Suddenly and without warning, a rage like she’d never felt ripped through her. If this was how it ended, why was she holding out? What did any of her sacrifices mean if Josef died? The Lord of Storms would kill her as soon as he finished Josef. Why was she even trying?
A good question.
Nico gritted her teeth. Fine. She didn’t care anymore.
“You win,” she whispered against the stone. “Give it back.”
The words hung in the air, hea
vy and irretrievable. Slowly, languidly, the voice answered.
No.
Nico choked. “But you said—”
You want power? Power to save your swordsman?
She nodded.
Then prove it. Beg.
Something inside Nico began to tremble. “What?”
Beg for Josef’s life. The voice spoke each word slowly, pointedly. My gifts are for obedient children. You’ve been quite the pain in my side, little lost seed. If you want my help, beg for my forgiveness.
Nico’s breath came in shallow, tiny gasps. Across the silent pass, she could hear the crackle of the Lord of Storms as he raised his sword, hear the soft drip of Josef’s blood as it hit the stone. She had no more time.
She squeezed her eyes shut with a sob and pressed her forehead into the ground.
“Please,” she whispered, dragging the word out like a vital organ. “Give my power back. Let me save him.”
Deep in her soul, she felt the voice smile. Say it.
“Please,” Nico whispered again. “Master.”
Pain and power hit her like a wall, and the world went black. Nico screamed as her body wrenched itself from the stone, a high, keening sound that grew less and less human with each passing second. Inside her, the seed rose like bile, clawing its way to the front of her mind as deep, triumphant laughter filled her ears.
The Master’s voice wiped out all other sound.
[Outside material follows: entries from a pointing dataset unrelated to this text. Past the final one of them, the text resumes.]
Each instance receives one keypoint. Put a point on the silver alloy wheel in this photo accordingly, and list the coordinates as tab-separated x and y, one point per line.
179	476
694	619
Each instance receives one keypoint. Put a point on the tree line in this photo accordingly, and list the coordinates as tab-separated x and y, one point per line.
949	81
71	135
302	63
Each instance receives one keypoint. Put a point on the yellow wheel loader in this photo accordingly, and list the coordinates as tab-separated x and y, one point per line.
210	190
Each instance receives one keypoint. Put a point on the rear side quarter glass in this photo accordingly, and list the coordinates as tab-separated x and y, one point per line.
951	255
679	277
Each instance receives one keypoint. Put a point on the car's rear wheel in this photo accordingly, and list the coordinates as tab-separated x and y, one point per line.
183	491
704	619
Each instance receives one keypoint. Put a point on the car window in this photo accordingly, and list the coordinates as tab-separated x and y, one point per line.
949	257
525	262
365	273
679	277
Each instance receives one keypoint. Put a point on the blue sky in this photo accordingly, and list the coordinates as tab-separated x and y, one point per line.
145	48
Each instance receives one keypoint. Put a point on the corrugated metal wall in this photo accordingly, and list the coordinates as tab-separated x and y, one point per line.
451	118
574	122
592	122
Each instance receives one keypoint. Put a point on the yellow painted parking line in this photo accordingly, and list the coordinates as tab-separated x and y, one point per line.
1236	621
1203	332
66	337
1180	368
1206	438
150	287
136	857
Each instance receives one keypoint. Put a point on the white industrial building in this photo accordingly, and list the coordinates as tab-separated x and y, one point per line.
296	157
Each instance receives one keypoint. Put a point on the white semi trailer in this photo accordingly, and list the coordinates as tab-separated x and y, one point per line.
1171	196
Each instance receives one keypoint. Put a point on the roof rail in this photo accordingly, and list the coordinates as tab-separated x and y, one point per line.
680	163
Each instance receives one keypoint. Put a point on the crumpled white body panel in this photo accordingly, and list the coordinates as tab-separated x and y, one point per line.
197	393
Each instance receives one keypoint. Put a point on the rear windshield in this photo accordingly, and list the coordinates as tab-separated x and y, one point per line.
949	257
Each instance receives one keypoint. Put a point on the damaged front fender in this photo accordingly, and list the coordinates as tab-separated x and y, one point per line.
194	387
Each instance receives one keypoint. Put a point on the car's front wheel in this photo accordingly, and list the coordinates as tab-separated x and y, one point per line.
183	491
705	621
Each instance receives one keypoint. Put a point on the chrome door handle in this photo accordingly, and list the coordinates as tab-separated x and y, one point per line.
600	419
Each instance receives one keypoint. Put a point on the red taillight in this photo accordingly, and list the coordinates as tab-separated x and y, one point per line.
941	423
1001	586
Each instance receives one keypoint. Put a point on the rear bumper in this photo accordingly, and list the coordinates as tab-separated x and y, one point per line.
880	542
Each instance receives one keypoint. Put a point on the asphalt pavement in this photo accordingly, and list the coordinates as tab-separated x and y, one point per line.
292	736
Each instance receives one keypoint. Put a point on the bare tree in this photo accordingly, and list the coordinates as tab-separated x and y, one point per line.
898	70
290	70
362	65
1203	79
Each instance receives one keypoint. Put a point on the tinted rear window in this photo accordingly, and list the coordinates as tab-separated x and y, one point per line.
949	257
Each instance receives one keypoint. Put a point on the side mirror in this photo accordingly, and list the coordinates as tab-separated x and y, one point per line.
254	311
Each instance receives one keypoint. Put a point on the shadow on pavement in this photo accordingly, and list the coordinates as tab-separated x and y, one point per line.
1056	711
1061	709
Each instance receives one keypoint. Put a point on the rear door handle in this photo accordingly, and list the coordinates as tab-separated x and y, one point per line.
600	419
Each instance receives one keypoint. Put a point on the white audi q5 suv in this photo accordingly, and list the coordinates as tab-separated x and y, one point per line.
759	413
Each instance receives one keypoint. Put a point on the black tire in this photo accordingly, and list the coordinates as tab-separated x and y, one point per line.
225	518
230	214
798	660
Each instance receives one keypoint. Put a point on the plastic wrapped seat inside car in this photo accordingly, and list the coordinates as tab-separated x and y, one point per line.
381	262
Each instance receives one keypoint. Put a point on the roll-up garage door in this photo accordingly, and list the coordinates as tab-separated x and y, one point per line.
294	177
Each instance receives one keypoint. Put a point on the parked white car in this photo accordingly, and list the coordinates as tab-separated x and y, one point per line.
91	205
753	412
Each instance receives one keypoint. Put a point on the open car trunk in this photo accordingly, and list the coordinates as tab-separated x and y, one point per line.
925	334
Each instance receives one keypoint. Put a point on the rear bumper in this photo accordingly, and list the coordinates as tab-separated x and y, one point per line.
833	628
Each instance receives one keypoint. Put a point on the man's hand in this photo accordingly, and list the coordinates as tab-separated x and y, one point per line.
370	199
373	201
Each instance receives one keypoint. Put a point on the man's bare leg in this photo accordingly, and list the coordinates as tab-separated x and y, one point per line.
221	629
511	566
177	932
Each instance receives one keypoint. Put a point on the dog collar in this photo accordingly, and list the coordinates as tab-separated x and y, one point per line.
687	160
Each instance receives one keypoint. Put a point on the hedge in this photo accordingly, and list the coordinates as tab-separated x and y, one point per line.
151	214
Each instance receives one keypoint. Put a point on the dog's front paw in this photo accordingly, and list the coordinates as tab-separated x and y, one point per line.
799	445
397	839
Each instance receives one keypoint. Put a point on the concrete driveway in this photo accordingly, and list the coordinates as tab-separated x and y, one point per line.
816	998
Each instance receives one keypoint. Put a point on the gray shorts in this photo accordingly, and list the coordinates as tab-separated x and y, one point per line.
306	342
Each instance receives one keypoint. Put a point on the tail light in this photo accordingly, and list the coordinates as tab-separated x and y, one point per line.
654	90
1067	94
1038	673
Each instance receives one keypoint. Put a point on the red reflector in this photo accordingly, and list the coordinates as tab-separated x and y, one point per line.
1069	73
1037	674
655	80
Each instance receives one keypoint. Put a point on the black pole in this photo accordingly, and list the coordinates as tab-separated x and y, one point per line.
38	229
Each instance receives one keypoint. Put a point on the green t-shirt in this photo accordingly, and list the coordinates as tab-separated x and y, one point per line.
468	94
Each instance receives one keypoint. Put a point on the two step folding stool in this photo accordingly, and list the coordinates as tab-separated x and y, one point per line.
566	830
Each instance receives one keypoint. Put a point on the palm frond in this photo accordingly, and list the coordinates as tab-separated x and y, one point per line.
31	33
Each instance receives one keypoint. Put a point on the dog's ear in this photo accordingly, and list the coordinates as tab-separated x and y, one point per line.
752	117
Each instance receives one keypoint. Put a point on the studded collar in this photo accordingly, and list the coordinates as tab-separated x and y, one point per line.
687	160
Welcome home, little slave.
The last thing Nico saw was Josef’s face, pale and horrified, before the blackness ate everything.
Nico’s scream echoed off the icy walls, repeating over and over in the frozen silence. For a long moment the three of them, Josef, Nico, and the Lord of Storms, stood frozen, and then Nico began to change. Her shaking stopped. She grew taller, her skeletal body rounding out, muscles forming under skin that was no longer pale but growing dusky and hard. With a horrible crack, her broken bone reset itself as her arms stretched out, her fingers lengthening and sharpening until they barely looked human at all. But the worst by far was her eyes. It nearly made Josef sick to watch. Her eyes were stretched wider than any human’s should be, the dark irises fading behind an eerie yellow glow.